Rainbow Rare Earths has secured a new US$0.7 million funding agreement with major shareholder, Pella Ventures Limited to develop its project.
Critical metals company Rainbow Rare Earths (LSE:RBW) has secured a new funding agreement with major shareholder, Pella Ventures Limited. Rainbow will use the US$0.7 million to support its development and operations.
As quoted from the press release:
In addition, Rainbow has agreed with The Lind Partners to suspend any further tranches under the existing equity draw down facility (‘the Lind Facility’) first announced on 28 January 2019.

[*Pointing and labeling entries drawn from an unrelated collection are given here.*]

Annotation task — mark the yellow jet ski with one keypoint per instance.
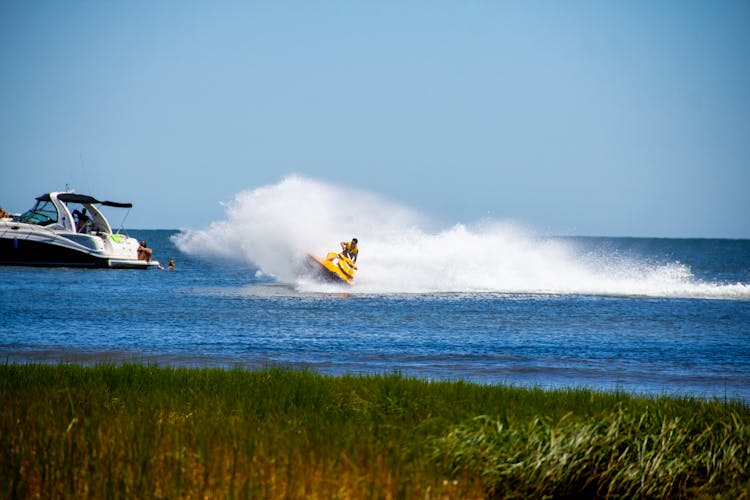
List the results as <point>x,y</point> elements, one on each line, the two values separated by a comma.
<point>336,267</point>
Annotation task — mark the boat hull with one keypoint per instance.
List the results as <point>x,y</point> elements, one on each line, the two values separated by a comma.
<point>24,251</point>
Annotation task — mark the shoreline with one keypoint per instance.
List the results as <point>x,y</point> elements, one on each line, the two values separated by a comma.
<point>145,431</point>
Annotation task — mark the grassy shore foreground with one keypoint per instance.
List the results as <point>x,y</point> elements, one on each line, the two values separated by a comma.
<point>136,431</point>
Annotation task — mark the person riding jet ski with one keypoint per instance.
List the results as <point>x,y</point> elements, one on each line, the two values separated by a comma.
<point>350,249</point>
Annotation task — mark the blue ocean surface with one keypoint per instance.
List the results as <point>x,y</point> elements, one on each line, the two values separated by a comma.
<point>683,334</point>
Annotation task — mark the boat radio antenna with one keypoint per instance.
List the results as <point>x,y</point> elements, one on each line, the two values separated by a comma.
<point>122,224</point>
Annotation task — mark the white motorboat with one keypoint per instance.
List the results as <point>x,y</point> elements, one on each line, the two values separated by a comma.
<point>67,229</point>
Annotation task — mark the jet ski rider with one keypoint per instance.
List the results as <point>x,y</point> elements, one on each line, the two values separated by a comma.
<point>350,249</point>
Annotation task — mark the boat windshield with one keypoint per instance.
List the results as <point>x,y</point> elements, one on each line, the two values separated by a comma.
<point>43,214</point>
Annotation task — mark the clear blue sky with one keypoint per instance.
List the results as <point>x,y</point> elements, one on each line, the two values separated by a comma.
<point>593,118</point>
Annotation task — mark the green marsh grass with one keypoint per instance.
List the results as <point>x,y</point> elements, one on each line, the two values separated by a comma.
<point>136,431</point>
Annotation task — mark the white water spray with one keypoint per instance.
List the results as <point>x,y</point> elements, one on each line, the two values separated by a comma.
<point>273,227</point>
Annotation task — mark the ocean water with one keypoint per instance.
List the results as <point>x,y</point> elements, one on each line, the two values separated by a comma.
<point>488,302</point>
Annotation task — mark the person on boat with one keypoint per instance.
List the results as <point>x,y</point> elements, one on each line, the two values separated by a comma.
<point>350,249</point>
<point>82,221</point>
<point>144,252</point>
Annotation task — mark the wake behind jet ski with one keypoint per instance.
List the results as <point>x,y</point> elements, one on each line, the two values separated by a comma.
<point>337,267</point>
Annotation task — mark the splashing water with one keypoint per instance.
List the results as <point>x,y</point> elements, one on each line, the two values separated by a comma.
<point>273,227</point>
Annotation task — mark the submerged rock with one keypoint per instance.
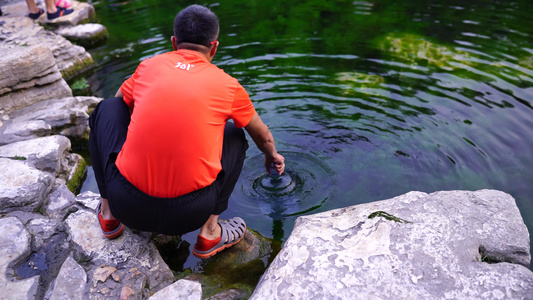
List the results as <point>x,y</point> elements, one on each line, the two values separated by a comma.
<point>445,245</point>
<point>70,282</point>
<point>181,289</point>
<point>17,32</point>
<point>22,186</point>
<point>86,35</point>
<point>29,75</point>
<point>14,244</point>
<point>416,49</point>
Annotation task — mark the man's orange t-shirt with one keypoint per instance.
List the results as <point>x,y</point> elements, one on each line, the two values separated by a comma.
<point>181,103</point>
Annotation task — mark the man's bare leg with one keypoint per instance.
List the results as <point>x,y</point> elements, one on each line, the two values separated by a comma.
<point>211,230</point>
<point>105,211</point>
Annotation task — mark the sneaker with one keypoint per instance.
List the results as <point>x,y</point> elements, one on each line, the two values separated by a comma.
<point>61,12</point>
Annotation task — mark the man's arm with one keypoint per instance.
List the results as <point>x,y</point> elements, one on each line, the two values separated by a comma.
<point>265,142</point>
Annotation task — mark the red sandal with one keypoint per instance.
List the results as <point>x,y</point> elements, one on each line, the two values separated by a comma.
<point>110,228</point>
<point>232,232</point>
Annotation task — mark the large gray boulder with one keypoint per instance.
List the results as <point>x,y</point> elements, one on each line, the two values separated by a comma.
<point>22,187</point>
<point>70,282</point>
<point>14,244</point>
<point>445,245</point>
<point>123,267</point>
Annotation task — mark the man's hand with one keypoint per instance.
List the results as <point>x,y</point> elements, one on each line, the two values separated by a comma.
<point>265,142</point>
<point>278,162</point>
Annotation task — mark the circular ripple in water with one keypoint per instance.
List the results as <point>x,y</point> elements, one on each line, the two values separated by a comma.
<point>305,185</point>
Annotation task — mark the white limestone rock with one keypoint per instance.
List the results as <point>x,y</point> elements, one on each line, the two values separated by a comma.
<point>65,116</point>
<point>181,289</point>
<point>45,154</point>
<point>14,244</point>
<point>23,187</point>
<point>30,74</point>
<point>415,246</point>
<point>59,200</point>
<point>17,31</point>
<point>42,229</point>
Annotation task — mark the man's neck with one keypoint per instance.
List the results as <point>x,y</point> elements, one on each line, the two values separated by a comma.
<point>195,47</point>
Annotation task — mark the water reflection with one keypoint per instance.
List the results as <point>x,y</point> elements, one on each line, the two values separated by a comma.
<point>305,186</point>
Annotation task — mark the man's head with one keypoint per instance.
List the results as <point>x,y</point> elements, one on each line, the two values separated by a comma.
<point>196,24</point>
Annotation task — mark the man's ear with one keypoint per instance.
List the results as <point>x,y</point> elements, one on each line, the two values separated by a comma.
<point>214,49</point>
<point>174,41</point>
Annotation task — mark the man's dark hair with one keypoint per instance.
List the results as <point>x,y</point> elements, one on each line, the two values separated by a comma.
<point>196,24</point>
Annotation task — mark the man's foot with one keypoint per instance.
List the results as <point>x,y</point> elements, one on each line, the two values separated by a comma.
<point>110,228</point>
<point>232,232</point>
<point>59,13</point>
<point>63,3</point>
<point>36,15</point>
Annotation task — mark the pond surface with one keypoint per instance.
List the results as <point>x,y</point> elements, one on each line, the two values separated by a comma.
<point>366,100</point>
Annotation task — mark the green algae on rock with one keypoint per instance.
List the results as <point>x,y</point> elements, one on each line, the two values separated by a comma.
<point>417,50</point>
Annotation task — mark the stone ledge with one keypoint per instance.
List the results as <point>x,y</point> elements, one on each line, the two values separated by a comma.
<point>444,245</point>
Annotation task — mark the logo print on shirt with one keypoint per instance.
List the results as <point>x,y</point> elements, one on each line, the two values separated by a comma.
<point>183,66</point>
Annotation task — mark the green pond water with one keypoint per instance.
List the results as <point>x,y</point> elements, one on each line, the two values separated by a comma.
<point>366,100</point>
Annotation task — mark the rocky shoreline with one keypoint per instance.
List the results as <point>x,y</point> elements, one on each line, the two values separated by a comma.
<point>456,244</point>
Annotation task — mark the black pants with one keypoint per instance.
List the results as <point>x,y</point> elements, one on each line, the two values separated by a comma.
<point>137,210</point>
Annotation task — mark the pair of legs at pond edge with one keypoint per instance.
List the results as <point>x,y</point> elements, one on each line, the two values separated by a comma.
<point>210,230</point>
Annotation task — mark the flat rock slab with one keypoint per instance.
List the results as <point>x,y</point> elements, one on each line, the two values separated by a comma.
<point>21,31</point>
<point>23,187</point>
<point>65,116</point>
<point>86,35</point>
<point>43,153</point>
<point>14,243</point>
<point>445,245</point>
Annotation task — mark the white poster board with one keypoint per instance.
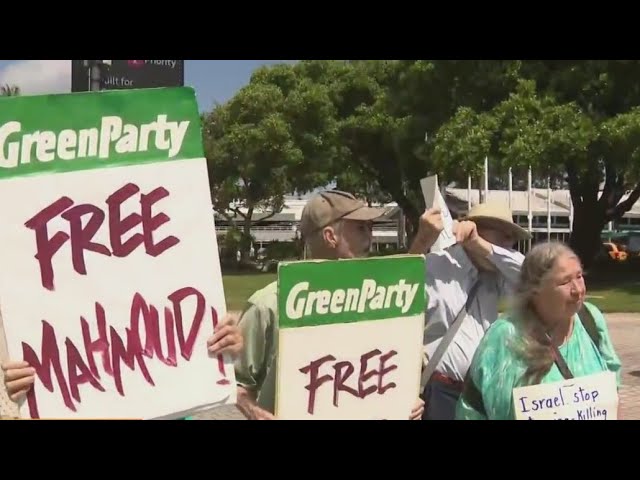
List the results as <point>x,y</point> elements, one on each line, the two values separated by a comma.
<point>110,282</point>
<point>593,397</point>
<point>433,199</point>
<point>350,338</point>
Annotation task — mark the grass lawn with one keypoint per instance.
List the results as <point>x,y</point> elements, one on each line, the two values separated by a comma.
<point>621,298</point>
<point>238,288</point>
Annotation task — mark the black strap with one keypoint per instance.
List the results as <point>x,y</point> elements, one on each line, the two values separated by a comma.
<point>560,361</point>
<point>448,337</point>
<point>472,395</point>
<point>589,324</point>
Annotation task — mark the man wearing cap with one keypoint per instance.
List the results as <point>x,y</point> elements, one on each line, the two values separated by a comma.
<point>334,225</point>
<point>465,283</point>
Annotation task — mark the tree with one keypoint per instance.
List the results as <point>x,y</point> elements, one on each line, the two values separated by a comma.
<point>390,110</point>
<point>267,141</point>
<point>576,119</point>
<point>7,90</point>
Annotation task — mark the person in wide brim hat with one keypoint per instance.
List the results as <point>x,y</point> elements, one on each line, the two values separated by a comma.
<point>495,217</point>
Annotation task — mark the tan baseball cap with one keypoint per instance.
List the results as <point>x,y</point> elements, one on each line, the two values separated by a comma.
<point>326,207</point>
<point>497,215</point>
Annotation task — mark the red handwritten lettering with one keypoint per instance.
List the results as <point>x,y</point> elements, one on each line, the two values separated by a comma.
<point>113,351</point>
<point>342,371</point>
<point>81,237</point>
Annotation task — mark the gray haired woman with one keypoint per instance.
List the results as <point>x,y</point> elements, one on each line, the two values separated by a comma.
<point>551,335</point>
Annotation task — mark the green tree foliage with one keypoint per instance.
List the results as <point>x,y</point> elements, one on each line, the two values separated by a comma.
<point>270,139</point>
<point>377,127</point>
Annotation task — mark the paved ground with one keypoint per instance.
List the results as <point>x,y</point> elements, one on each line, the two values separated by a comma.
<point>625,333</point>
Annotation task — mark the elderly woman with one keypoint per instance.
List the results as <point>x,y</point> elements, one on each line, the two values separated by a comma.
<point>552,334</point>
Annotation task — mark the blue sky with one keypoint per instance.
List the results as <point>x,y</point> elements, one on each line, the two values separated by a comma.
<point>213,80</point>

Further, the company is pleased to provide a corporate update together with its latest quarterly production statistics for its Gakara Project in Burundi for the period January to March 2019.
Terms of the Unsecured Loan
Loan Amount: US$700,000
Loan Term: 12 months
Interest: 15 percent
Equity: Mandatory conversion of outstanding loan principal and any interest into ordinary shares of the Company on same terms of next equity fundraising.

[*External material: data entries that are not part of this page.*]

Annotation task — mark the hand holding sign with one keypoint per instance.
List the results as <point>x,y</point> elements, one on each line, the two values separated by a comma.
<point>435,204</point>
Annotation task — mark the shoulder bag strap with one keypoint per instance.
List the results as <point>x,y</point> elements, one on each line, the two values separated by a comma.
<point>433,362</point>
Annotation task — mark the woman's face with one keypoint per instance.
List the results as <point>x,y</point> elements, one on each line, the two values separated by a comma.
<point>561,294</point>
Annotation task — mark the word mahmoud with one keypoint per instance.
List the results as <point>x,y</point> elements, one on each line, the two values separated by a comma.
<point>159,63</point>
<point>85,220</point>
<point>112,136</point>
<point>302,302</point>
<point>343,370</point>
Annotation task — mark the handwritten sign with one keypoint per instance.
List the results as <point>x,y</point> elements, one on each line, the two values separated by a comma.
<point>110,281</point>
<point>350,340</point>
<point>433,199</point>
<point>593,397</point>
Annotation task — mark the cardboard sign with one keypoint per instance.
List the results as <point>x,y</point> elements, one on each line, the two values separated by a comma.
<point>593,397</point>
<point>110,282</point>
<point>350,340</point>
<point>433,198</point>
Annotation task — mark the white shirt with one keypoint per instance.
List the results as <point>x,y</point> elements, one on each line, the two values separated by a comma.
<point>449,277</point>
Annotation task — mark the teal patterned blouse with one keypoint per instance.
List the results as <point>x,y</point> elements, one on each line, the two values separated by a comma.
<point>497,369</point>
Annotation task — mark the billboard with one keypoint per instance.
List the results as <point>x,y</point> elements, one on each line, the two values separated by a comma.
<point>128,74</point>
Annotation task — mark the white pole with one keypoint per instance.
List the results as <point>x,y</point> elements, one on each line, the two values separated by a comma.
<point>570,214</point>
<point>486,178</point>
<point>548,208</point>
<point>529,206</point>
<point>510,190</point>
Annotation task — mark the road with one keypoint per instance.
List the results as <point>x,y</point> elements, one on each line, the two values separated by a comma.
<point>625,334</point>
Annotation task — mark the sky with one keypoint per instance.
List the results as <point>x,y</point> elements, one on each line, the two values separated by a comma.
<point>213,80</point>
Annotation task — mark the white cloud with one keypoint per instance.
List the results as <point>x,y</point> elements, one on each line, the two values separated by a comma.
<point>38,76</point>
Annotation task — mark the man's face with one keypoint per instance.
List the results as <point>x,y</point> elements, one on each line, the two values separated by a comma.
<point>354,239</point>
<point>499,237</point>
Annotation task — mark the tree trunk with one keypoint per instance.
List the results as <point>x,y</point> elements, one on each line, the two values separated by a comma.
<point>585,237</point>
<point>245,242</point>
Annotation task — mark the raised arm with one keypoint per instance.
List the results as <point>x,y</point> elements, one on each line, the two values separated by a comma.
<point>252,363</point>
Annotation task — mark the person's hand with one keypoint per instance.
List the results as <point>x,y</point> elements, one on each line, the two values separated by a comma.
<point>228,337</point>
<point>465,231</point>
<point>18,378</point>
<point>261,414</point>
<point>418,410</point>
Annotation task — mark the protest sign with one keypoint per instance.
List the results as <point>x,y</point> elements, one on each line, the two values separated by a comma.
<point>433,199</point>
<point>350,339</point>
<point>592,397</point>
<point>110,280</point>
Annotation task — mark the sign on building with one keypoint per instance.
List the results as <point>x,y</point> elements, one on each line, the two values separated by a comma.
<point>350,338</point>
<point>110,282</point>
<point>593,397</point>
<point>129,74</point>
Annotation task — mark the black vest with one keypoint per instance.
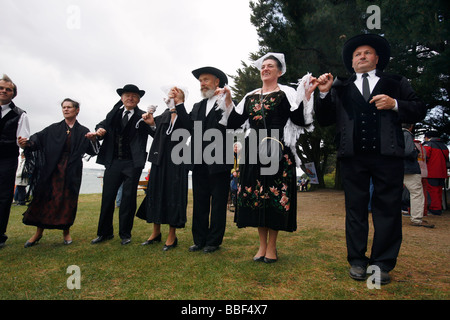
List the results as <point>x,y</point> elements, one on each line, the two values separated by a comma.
<point>122,149</point>
<point>8,133</point>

Purpose: To be applied towards general working capital purposes.
Martin Eales, CEO of Rainbow, said: “The funding agreement with Pella provides working capital whilst the company finalises its short term plans to finance the company’s planned investment for growth. Pella is the company’s founder and largest shareholder and is committed to supporting the company to achieve its long term aims.
He continued: “Our project is exceptional and is one of the highest-grade mines of its type in the world. We have been working hard at developing a short-term strategy to: (i) maximise concentrate production from the high grade veins through the acquisition of new fit-for-purpose mining vehicles and the development of multiple mining areas; (ii) develop the upside potential of the large lower-grade Resource at Kiyenzi for future mining; and (iii) progress our investigation into the feasibility of further processing our concentrate, in order to significantly increase our economic participation in the rare earth value chain in the future.”